Years ago, I’d wake up on Saturday mornings and finish the beer on my night stand. Armed with a wallet and an iPod I’d ramble off into my city. I’d spend the morning counting cracks in the sidewalk while keeping time to what ever the shuffle had in store. I suppose around this time my playlists were dominated by an unhealthy mix of screaming emo bands and hardcore east coast rappers. Not a balanced diet by any means. But my travels almost always lead me to The Music Shack, the best independent record store my tiny Capital City had to offer.
As soon as you cracked the door you were washed with a sense of pretentious knowledge and attitude. Picture Rob, Barry and Dick from High Fidelity. The store was packed with aisle after aisle of new and used discs, posters, records, dvds, box sets, and tee shirts. I’d spend three hours at a time browsing every gem and piece of shit the place had to offer. The owners knew me, and the clerks got my opinion whether they asked for it or not. It was my home away from home. They fucked with me when I finally got the nerve to apply for a job. As they should have. They asked me to write an essay about Led Zeppelin, and naturally, I did it. Essay or not I was getting the job, but that was the nature of the beast.
The manager and co-owner of the store was a bearded, bald headed maniac called Steve. Unknowingly, Steve would bestow to me one of the greatest musical gifts of my life.
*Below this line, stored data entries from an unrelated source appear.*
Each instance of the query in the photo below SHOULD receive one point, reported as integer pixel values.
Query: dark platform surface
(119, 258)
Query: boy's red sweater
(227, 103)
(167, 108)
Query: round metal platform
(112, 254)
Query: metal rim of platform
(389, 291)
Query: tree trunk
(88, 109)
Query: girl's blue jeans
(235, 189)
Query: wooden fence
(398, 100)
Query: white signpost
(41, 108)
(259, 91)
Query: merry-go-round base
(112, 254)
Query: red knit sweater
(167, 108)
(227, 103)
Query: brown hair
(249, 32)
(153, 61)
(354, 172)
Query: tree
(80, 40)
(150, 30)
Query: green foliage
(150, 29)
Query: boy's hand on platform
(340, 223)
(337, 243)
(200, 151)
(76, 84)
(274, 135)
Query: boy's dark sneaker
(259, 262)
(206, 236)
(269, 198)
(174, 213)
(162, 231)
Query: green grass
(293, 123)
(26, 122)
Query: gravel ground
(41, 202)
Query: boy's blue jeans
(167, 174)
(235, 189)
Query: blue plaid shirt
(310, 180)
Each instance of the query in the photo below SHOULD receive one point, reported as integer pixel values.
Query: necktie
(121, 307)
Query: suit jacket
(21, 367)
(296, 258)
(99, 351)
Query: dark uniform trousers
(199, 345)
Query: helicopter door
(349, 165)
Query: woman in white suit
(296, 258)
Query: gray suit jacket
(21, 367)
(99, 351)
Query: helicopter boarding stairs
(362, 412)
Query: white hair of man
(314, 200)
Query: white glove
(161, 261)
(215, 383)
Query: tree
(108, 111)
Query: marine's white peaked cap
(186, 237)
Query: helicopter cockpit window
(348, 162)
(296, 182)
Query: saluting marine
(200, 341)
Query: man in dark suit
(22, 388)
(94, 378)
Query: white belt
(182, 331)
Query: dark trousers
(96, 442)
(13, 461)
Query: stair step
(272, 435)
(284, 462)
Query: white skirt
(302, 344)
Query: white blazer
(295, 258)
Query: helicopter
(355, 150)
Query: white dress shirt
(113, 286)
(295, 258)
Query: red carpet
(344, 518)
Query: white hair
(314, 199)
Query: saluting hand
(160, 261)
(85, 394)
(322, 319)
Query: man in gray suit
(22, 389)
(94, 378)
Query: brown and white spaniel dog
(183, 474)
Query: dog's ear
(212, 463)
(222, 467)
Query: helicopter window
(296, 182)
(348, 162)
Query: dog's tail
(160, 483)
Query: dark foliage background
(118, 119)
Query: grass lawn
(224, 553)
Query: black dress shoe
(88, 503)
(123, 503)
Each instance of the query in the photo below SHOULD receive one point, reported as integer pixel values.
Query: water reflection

One painfully average afternoon shift he was cranking “See No Evil” by some band called Television, and singing along with the pitch of a deaf kid at an Ozzy concert. People rummaging around for three 6 mafia tapes and white label bootlegged vinyl didn’t know what to make of this crazy, grizzled dude bellowing at the top of his lungs over a piercing stereo system turned up to ten.
This was 2003, and I was fully obsessed with the “garage rock revival” sound coming from New York. In my head, the Strokes were the only band that mattered and I was pumped for Room On Fire, their sophomore record. He insisted that I listen up. He talked of Television’s Tom Verlaine and Richard Lloyd like rock and roll Gods, two punks who streamlined the way guitar parts were written. He drew comparisons to Nick Valensi and Albert Hammond of the Strokes, noting how their parts intertwined, blurring the lines between rhythm and lead. All of a sudden “Reptilia” made perfect sense. The more I spun Television’s Marquee Moon, the more their significance moved from the blurry and obscure to a place of innovation and groundbreaking creativity.
Television recorded Marquee Moon and Adventure before in-fighting and hardcore drug abuse split the dynamic that once made some of the most dialed in instrumental madness I’d ever heard. They reunited in the early 90’s for a self-titled record, but were never able to rekindle that initial fire. Word is there’s a re-tooled lineup and ten new songs in the works. Selfishly, I almost wish it never sees the light of day. Their contribution to angular, guitar driven rock and roll couldn’t be more clear, and could never be as perfect as it shined on Marquee Moon.